На этот раз я воскликнул:

– Вы думаете, что на ваши деньги вы можете купить всех паршивых…

– Стоп!

– Мне в самом деле очень жаль. В следующий раз получится.

– Пустяки! – отмахнулся Ситон.

Потом мы снимали сцену 421 в третий раз, и я правильно произнес ту фразу, но уже на следующей сбился.

– Стоп!

Мне стало жарко.

Гример отер мне пот с лица, Ситон подошел и вполне дружелюбно сказал:

– Спокойно, мальчик мой, спокойно. Плевать. Пусть даже нам придется снимать десять дублей!

Часом позже секретарь записала: «17.30–18.05: Сцена 421. 10 дублей. Все 10 брак по вине м-ра Джордана (ошибки в тексте)».

21

После того как я загубил десятый дубль, в павильоне воцарилась мертвая тишина. Большинство избегало встречаться со мной глазами, а те немногие, кто на это отваживался, подбадривающе улыбались, как делают медсестры в больнице. Последние три дубля я испортил уже в самом конце; каждый раз, почти без ошибок проведя весь диалог, я так выдыхался, что колени у меня дрожали.

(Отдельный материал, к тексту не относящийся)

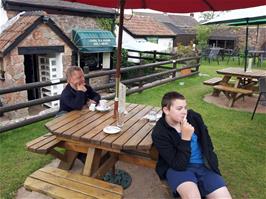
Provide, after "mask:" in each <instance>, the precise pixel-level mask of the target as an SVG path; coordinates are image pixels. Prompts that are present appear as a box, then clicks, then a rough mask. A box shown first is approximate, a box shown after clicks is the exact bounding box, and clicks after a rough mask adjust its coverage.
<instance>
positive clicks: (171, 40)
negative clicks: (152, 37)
mask: <svg viewBox="0 0 266 199" xmlns="http://www.w3.org/2000/svg"><path fill="white" fill-rule="evenodd" d="M173 42H174V41H173V39H172V38H159V39H158V44H159V46H160V48H161V49H162V50H163V51H166V52H171V51H172V50H173Z"/></svg>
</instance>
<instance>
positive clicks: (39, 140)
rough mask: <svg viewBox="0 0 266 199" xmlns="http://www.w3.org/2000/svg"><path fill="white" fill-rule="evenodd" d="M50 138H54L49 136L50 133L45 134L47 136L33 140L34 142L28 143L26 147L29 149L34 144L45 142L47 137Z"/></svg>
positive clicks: (29, 142)
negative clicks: (28, 148)
mask: <svg viewBox="0 0 266 199" xmlns="http://www.w3.org/2000/svg"><path fill="white" fill-rule="evenodd" d="M51 136H54V135H53V134H51V133H47V134H45V135H43V136H41V137H38V138H36V139H34V140H32V141H30V142H28V143H27V144H26V147H27V148H29V147H31V146H32V145H34V144H36V143H39V142H41V141H43V140H45V139H46V138H47V137H51Z"/></svg>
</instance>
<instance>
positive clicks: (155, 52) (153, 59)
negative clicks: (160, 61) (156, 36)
mask: <svg viewBox="0 0 266 199" xmlns="http://www.w3.org/2000/svg"><path fill="white" fill-rule="evenodd" d="M156 53H157V52H156V50H154V51H153V63H155V62H156Z"/></svg>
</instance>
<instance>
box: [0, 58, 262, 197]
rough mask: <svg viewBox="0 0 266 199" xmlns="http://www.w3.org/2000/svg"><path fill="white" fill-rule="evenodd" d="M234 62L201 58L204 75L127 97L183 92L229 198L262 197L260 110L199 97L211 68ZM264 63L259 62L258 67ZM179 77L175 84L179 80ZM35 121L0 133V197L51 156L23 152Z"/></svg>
mask: <svg viewBox="0 0 266 199" xmlns="http://www.w3.org/2000/svg"><path fill="white" fill-rule="evenodd" d="M228 66H237V61H235V63H233V62H231V63H230V65H226V64H225V62H223V63H220V65H217V63H216V62H211V64H208V63H207V62H203V63H202V66H201V67H200V72H201V73H203V74H208V75H209V77H206V76H193V77H189V78H186V79H180V80H177V81H174V82H171V83H168V84H165V85H163V86H159V87H155V88H152V89H149V90H146V91H143V92H142V93H141V94H133V95H131V96H129V97H128V98H127V101H128V102H132V103H139V104H149V105H154V106H160V100H161V97H162V96H163V94H164V93H165V92H168V91H173V90H175V91H178V92H181V93H183V94H184V95H185V97H186V98H187V100H188V105H189V108H192V109H194V110H196V111H198V112H200V113H201V114H202V116H203V119H204V121H205V123H206V124H207V126H208V129H209V132H210V135H211V137H212V140H213V144H214V146H215V149H216V153H217V154H218V157H219V163H220V169H221V171H222V174H223V176H224V178H225V179H226V182H227V183H228V187H229V190H230V192H231V193H232V196H233V198H251V199H260V198H261V199H263V198H265V195H266V131H265V128H266V115H265V114H256V115H255V119H254V120H253V121H251V120H250V118H251V113H247V112H241V111H233V110H228V109H223V108H219V107H216V106H214V105H212V104H208V103H206V102H204V101H203V100H202V99H203V96H204V95H205V94H207V93H210V92H211V90H212V89H211V88H210V87H208V86H204V85H203V84H202V82H203V81H204V80H206V79H208V78H210V77H212V76H216V72H215V71H216V70H217V69H220V68H225V67H228ZM259 68H263V69H266V64H265V62H264V64H263V66H262V67H259ZM181 81H182V82H184V83H185V84H184V86H180V85H179V82H181ZM46 122H47V121H42V122H38V123H35V124H32V125H29V126H26V127H23V128H19V129H16V130H12V131H9V132H6V133H2V134H1V135H0V183H1V187H0V191H1V192H0V194H1V198H13V197H14V194H15V193H16V190H17V189H18V188H19V187H20V186H22V184H23V182H24V180H25V178H26V177H27V176H28V175H29V174H31V173H32V172H33V171H35V170H37V169H38V168H40V167H42V166H43V165H45V164H47V163H48V162H49V161H50V160H51V159H52V158H50V157H49V156H43V155H38V154H34V153H30V152H27V151H26V150H25V143H26V142H28V141H30V140H32V139H33V138H35V137H38V136H40V135H42V134H44V133H45V132H46V130H45V128H44V127H43V124H44V123H46Z"/></svg>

Покамест готовились к одиннадцатому дублю, Уоллес насвистывал какую-то песенку. Господин Альбрехт сидел на мотке кабеля и пилочкой чистил ногти.

Ситон спросил меня:

– Может, лучше вернем в текст «богопротивные»? А потом наговорим другое слово и синхронизируем!

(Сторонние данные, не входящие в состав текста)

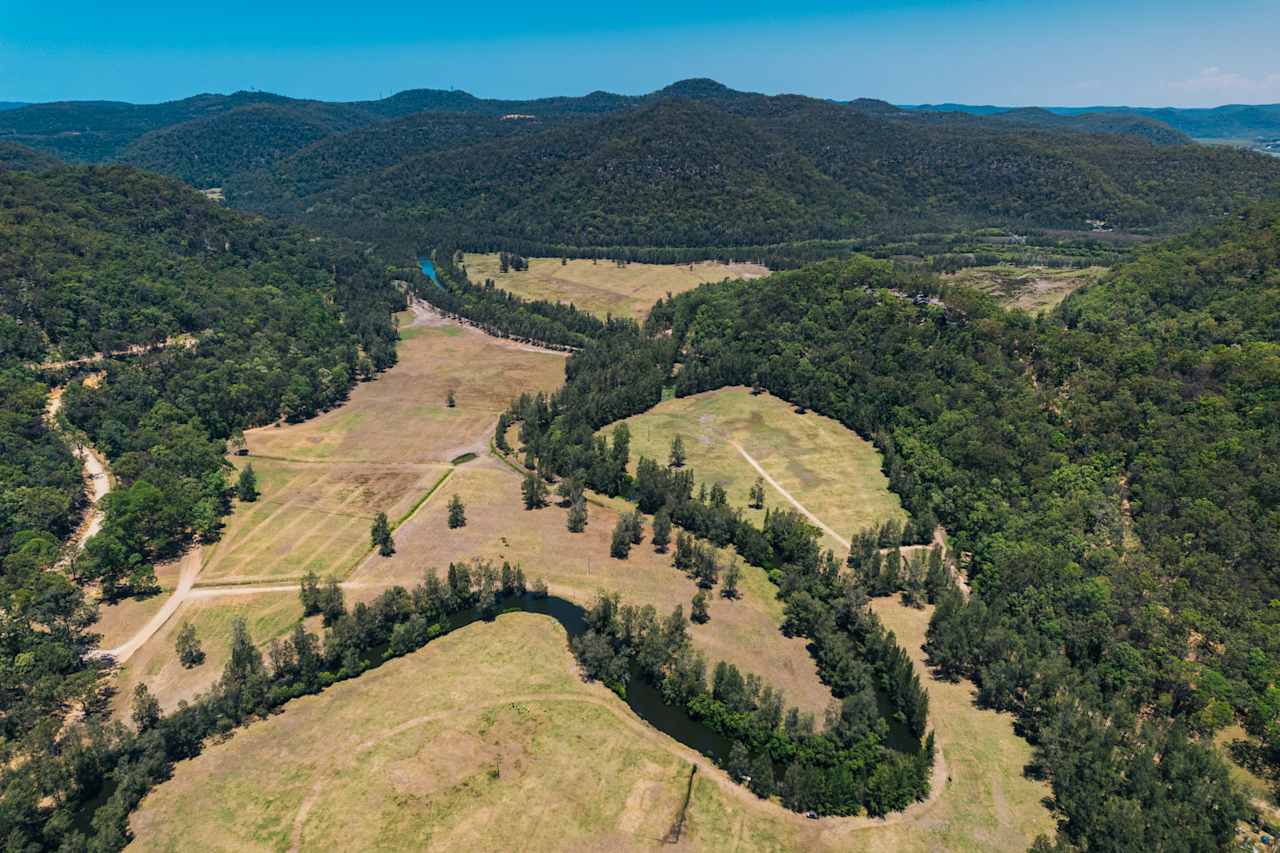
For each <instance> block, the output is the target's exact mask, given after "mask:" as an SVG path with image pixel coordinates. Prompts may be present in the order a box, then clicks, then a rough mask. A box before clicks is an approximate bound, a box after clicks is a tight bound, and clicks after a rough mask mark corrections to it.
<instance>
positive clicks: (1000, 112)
mask: <svg viewBox="0 0 1280 853" xmlns="http://www.w3.org/2000/svg"><path fill="white" fill-rule="evenodd" d="M904 109H911V110H920V111H934V113H968V114H972V115H983V117H988V118H996V119H1015V120H1016V118H1018V117H1019V114H1021V113H1025V111H1027V110H1025V109H1020V108H1007V106H989V105H986V106H977V105H970V104H922V105H918V106H909V108H904ZM1037 111H1044V113H1050V114H1052V115H1057V117H1060V118H1064V119H1071V118H1082V119H1085V120H1096V122H1101V120H1106V122H1112V123H1117V124H1119V123H1123V122H1137V120H1149V122H1155V123H1156V124H1157V126H1160V124H1164V126H1167V127H1170V128H1172V129H1175V131H1178V132H1179V133H1185V134H1187V136H1189V137H1193V138H1197V140H1229V138H1244V137H1253V136H1268V134H1276V133H1280V104H1226V105H1224V106H1212V108H1176V106H1050V108H1044V109H1043V110H1037Z"/></svg>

– Теперь уже нет смысла, – ответил я и посмотрел на Альбрехта.

Тот улыбнулся.

– Питер, мальчик мой, пускай ты хоть три километра пленки переведешь – черт с ней! Такого актера, как ты, у меня еще никогда не было, никогда в жизни! – воскликнул Косташ. Но я и тут все еще не обратил внимания, что он говорит это слишком часто, гораздо чаще, чем было бы уместно.

– Даю слово, в следующий раз все будет в порядке! И слово свое сдержал.

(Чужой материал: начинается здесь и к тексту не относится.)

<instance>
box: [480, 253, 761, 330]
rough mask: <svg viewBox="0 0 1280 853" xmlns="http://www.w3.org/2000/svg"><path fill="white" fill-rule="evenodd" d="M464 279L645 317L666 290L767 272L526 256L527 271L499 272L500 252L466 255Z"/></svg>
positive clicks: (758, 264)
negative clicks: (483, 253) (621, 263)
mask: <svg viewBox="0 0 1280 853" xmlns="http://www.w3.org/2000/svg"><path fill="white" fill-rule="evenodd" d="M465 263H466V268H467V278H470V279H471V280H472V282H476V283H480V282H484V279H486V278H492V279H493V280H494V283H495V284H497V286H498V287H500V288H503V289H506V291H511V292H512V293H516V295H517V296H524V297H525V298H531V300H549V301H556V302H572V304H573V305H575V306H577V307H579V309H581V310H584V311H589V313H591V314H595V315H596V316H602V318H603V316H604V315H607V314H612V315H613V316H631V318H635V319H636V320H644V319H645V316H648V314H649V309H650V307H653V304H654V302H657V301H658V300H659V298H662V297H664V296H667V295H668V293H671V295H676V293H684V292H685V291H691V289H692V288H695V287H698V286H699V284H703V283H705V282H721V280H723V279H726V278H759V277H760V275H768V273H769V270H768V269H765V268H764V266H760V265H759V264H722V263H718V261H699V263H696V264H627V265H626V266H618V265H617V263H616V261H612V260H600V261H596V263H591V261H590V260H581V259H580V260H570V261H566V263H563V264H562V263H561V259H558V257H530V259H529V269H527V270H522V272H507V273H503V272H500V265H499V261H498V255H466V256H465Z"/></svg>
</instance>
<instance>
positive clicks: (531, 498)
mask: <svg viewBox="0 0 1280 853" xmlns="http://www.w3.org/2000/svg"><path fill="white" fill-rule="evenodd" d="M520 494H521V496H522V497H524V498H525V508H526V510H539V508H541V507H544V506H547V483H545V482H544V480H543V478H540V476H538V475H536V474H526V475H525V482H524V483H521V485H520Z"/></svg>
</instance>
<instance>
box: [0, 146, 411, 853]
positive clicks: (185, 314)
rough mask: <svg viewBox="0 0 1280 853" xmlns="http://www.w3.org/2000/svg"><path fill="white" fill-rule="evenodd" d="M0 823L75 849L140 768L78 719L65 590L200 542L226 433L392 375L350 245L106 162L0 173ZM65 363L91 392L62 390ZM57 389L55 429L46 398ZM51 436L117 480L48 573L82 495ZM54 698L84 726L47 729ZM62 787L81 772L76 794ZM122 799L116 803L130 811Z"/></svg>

Но в следующий раз оговорился Генри Уоллес. У него нервы тоже были на пределе. При каждом следующем дубле он, как загипнотизированный, ждал, когда я споткнусь, и на этот раз пропустил свою собственную реплику.

Сцену 421 снимали двенадцать, тринадцать, четырнадцать раз. Мы с ним ошибались поочередно – то он, то я.

«18.05–18.47: Сцена 421. 7 дублей. Все семь – брак по вине м-ра Уоллеса и м-ра Джордана».

Альбрехт сказал Косташу:

– Разрешите вам напомнить, что через десять минут конец рабочего дня.

– Заткнись, – отрезал Косташ. И сказал Уоллесу и мне: – Хотите попробовать в последний раз?

Я кивнул. А Уоллес сказал с ослепительной улыбкой:

– Столько раз, сколько вам будет угодно, уважаемый мистер Косташ! Я достаточно давно в кино, чтобы знать: когда имеешь дело со звездами-вундеркиндами, надо набраться терпения.

– Ты паршивый сукин сын, – сказал я ему.

You dirty son of a bitch.

22

– Вот это да! – воскликнул Косташ, в полном восторге потирая руки.

Глаза Ситона странно блеснули. Они обменялись понимающим взглядом. И я догадался, что, если понадобится, мы будем снимать сцену 421 до полуночи… Режиссеры вообще не склонны выражать свои подлинные чувства. По сценарию нам с Уоллесом полагалось ненавидеть друг друга. Теперь мы уже ненавидели друг друга в жизни. И, наверное, скажем свой текст от души. Если, конечно, сумеем произнести его без ошибок.

Мы с Генри Уоллесом всегда недолюбливали друг друга. В Америке он считался «high-brow» – актером-интеллектуалом. Он дважды получал «Оскара», его хобби было исследование творчества Джеймса Джойса, он коллекционировал произведения искусства древних индейцев, переписывался с Жаном Кокто и Бернаром Бюффе и написал книгу по атональной музыке.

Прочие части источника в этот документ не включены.